A resolution approved by the Mount Pleasant Town Board early last year would have added a 3 percent tax to the rate for hotel rooms within the town’s borders, revenue that would have gone directly into the town’s coffers. Currently, there is one hotel within the municipality, Comfort Inn & Suites on Route 9A in Hawthorne, with a second one planned as part of the North 60 development.
A press release distributed by Supervisor Carl Fulgenzi’s office last Friday and posted to the town’s Facebook page stated that the bill had received unanimous support from Town Board members when they passed the resolution last year.
Fulgenzi said he plans to re-introduce the hotel tax bill again this year and hopes his board colleagues will support the measure. Should the Town Board approve a new resolution in the coming months, state Sen. Peter Harckham (D-Lewisboro) has already said that he would work to move it through the Senate.
While support on last year’s Town Board for the tax was unanimous, a comment on the town’s Facebook page from former Democratic councilwoman Francesca Hagadus-McHale recounted how she had moved the bill for approval but it took about 30 seconds for another board member to second the motion and that action was taken “reluctantly.”
During last fall’s Town Board election, the state Republican Committee had used Hagadus-McHale’s support of the tax as part of an inflammatory mailer distributed to local voters. The mailing charged that she supported “raising taxes.”

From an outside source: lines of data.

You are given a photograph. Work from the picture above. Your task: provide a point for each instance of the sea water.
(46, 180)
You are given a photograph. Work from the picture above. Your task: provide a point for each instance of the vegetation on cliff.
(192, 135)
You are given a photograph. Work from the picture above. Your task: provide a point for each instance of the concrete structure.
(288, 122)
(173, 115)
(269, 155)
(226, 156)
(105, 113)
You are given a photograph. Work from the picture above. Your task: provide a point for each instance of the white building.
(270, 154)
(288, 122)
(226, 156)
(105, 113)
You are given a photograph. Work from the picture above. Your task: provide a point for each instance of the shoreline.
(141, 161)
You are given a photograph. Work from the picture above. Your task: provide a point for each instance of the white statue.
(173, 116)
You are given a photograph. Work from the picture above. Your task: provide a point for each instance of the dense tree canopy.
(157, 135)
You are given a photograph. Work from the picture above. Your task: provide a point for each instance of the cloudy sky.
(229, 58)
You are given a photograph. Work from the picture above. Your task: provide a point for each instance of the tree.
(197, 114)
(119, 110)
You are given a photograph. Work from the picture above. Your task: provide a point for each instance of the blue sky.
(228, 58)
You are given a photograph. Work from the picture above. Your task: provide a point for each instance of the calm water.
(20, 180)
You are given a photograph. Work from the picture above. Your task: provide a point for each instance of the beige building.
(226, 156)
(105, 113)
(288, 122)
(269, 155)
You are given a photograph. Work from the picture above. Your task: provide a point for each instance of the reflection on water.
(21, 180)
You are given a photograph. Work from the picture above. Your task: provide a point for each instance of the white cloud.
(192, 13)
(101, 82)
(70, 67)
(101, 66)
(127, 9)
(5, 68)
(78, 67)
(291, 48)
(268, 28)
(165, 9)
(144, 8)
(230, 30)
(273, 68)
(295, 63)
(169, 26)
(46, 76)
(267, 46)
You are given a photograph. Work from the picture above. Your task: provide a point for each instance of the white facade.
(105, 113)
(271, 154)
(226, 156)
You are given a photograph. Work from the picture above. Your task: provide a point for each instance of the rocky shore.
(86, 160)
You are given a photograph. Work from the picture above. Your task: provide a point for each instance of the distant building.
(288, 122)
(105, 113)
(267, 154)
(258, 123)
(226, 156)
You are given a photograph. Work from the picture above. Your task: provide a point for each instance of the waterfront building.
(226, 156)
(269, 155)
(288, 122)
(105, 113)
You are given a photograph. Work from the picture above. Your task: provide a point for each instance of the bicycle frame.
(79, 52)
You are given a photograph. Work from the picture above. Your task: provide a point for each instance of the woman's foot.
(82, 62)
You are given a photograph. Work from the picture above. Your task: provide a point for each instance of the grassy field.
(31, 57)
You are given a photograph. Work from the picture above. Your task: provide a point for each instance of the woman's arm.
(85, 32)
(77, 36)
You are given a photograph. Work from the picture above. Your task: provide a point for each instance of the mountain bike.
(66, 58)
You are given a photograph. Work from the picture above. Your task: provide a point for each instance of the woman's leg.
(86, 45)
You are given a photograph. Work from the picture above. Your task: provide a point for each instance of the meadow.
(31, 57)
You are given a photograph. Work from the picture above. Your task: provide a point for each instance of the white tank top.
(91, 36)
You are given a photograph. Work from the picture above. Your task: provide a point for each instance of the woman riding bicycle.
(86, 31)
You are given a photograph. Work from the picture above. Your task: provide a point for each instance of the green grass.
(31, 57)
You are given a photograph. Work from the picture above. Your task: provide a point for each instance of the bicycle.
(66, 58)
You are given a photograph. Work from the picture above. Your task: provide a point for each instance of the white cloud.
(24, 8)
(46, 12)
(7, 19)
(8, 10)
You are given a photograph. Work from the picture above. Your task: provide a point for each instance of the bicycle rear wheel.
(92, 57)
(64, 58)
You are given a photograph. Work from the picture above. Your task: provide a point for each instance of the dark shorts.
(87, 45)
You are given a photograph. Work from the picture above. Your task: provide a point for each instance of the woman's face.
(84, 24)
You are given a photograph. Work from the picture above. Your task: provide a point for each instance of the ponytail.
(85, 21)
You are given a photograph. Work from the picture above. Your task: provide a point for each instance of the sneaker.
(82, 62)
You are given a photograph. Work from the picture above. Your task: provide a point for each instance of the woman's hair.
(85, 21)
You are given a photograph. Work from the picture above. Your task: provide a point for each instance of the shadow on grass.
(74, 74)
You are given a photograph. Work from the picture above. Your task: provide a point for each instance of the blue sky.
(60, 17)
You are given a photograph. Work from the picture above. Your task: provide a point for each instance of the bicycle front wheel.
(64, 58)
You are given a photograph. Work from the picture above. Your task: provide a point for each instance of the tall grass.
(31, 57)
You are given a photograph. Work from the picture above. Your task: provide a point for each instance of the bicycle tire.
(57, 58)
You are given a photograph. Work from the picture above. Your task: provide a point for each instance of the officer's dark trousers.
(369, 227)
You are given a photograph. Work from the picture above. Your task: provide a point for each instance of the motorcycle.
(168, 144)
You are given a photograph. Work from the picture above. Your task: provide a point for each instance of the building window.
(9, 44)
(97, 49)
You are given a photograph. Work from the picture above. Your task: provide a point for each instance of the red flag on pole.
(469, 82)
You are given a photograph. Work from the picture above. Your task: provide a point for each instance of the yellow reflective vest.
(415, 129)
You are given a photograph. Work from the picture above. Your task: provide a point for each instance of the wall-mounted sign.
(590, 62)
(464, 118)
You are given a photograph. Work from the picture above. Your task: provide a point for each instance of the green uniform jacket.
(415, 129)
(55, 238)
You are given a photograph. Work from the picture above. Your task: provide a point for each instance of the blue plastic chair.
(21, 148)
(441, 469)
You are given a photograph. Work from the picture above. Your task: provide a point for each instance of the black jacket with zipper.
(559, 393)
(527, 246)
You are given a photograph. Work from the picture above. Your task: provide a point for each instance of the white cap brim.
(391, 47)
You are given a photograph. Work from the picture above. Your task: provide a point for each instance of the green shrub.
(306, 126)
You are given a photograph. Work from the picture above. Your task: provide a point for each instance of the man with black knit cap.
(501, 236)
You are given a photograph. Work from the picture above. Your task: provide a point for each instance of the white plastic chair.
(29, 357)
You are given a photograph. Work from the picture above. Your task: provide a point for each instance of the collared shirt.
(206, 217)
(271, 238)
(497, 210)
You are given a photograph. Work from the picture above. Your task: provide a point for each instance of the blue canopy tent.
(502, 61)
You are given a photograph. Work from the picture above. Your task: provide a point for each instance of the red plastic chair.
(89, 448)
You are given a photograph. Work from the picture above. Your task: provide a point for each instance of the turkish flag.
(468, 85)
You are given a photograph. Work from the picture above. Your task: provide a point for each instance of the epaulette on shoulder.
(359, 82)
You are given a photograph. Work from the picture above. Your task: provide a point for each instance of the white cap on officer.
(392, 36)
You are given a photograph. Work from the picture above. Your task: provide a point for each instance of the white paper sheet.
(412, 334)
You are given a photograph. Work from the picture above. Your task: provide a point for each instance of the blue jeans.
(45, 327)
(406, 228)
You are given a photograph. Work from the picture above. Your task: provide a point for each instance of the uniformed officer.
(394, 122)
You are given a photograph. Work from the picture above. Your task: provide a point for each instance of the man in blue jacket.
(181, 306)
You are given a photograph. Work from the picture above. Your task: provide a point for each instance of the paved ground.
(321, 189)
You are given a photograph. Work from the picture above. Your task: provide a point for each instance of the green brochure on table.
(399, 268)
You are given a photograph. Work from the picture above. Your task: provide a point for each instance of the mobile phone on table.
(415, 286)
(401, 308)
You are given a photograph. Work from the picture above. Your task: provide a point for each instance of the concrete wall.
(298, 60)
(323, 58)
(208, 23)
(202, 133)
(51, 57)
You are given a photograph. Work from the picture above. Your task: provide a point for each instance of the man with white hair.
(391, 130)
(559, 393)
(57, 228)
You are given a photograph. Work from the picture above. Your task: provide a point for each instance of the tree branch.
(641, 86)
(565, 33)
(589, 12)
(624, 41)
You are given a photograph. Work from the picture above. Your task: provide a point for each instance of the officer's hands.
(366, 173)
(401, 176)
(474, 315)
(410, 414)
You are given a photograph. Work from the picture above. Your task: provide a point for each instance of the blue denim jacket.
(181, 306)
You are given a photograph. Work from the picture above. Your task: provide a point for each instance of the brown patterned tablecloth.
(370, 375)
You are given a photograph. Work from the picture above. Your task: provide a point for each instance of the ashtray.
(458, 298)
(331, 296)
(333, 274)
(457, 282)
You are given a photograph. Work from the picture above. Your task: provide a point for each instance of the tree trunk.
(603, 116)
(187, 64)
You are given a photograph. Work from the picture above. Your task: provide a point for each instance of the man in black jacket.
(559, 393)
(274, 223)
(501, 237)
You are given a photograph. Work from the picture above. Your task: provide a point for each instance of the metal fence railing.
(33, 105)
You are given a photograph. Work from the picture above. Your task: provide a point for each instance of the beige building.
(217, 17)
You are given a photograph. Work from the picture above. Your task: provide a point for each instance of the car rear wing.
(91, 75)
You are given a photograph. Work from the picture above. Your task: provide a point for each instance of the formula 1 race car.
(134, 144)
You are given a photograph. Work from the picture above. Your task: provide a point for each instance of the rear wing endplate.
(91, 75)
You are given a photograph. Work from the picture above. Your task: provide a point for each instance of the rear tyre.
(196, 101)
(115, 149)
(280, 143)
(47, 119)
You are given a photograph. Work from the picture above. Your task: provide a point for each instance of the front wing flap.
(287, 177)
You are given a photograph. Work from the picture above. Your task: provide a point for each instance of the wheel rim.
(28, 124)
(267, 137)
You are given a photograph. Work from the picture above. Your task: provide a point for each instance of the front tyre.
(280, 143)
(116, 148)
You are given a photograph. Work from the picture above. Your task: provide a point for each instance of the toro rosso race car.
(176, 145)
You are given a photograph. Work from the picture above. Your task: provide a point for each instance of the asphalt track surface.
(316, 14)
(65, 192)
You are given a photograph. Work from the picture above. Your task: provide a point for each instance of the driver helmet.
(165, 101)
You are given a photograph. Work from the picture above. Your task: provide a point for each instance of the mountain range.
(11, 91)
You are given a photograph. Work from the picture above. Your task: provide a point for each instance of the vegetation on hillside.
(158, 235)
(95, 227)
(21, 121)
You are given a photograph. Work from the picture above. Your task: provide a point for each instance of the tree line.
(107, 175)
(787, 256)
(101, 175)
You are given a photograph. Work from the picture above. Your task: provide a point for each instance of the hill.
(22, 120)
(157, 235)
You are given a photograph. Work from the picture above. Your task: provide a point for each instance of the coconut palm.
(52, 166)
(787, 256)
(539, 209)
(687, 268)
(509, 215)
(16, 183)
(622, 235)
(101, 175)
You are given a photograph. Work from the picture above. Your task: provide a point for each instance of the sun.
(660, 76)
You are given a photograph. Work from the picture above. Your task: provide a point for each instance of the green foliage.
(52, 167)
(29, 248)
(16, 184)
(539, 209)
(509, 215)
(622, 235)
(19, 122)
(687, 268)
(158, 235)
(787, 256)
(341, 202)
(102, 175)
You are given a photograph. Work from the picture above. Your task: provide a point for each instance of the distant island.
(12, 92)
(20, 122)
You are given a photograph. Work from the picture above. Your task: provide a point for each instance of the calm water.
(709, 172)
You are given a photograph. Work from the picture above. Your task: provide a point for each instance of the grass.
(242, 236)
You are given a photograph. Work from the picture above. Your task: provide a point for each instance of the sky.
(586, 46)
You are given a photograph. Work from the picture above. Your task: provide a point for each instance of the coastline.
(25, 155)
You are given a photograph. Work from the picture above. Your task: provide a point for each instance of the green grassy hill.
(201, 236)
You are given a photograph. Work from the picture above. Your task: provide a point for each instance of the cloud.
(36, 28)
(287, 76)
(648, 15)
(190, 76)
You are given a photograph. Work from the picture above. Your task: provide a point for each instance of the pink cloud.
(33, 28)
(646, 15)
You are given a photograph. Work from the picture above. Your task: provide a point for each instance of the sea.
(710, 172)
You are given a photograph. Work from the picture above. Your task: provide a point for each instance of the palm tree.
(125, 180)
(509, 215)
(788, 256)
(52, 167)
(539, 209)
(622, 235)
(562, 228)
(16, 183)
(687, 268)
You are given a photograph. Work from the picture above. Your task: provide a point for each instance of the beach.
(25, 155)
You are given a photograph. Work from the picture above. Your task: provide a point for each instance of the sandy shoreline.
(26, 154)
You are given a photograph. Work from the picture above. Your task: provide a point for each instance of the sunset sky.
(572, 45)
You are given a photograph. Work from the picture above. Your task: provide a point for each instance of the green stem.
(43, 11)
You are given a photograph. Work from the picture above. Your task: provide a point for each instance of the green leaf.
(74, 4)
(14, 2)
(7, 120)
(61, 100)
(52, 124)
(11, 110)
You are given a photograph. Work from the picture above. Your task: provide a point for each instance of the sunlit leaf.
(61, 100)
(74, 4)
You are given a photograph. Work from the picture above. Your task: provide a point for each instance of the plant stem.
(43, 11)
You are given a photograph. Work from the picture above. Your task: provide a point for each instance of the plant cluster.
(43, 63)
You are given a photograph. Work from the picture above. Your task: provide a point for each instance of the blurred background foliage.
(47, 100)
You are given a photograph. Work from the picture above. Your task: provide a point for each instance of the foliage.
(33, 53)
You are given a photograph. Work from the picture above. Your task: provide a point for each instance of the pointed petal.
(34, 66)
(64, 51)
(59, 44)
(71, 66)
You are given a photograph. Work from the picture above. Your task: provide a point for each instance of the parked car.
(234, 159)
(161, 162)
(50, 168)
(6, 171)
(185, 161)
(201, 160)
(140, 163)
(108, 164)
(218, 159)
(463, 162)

In her Facebook comment, Hagadus-McHale stated that the new hotel tax was the only time she had supported a new tax in her year on the board. Hagadus-McHale lost the election to her Republican challengers Jerry Schulman and Danielle Zaino.
Assemblyman Thomas Abinanti (D-Pleasantville) said he had sponsored the bill in the Assembly in 2018 and again last year but was unable to get push it through the legislature without the support of former senator Terrence Murphy, a Republican. Murphy had philosophically been opposed to virtually all tax increases, Abinanti said.
With the election of Harckham, they had worked to bring the bill to a vote. Abinanti said he has not discussed the veto with Cuomo. However, Abinanti spoke of how the Republicans want the extra revenue but refuse to support the hotel occupancy tax in public. He said that they “sabotaged” the effort.
“Republicans want to have it both ways,” Abinanti said. “They are being duplicitous and that is bad public policy.”
Fulgenzi said last week that Murphy was against all taxes. However, he said Murphy saw this tax differently as it would not be imposed on Mount Pleasant residents.
When asked about the campaign mailer, Fulgenzi maintained that it was produced by the state Republican committee, not the local committee.
“Everything in that postcard was factual,” Fulgenzi said of Hagadus-McHale’s support for new taxes before conceding that the entire board had supported the measure.
Harckham said Cuomo had not signed any hotel tax bills that had passed the legislature in 2019.
Harckham said if the Town Board wants to approve the resolution again, he would return to Albany this session looking to get it done.
“I was disappointed,” Harckham said. “This really would have helped the Mount Pleasant.”
This isn’t the first time that controversy has followed Mount Pleasant’s attempts to get the hotel occupancy tax enacted. In 2016, the town passed a resolution asking that the tax be approved by the legislature for them. At that time eight other Westchester communities were approved for the hotel tax but the Mount Pleasant resolution never came up for a signing by Cuomo because it didn’t make it to the Senate floor after passing the Assembly.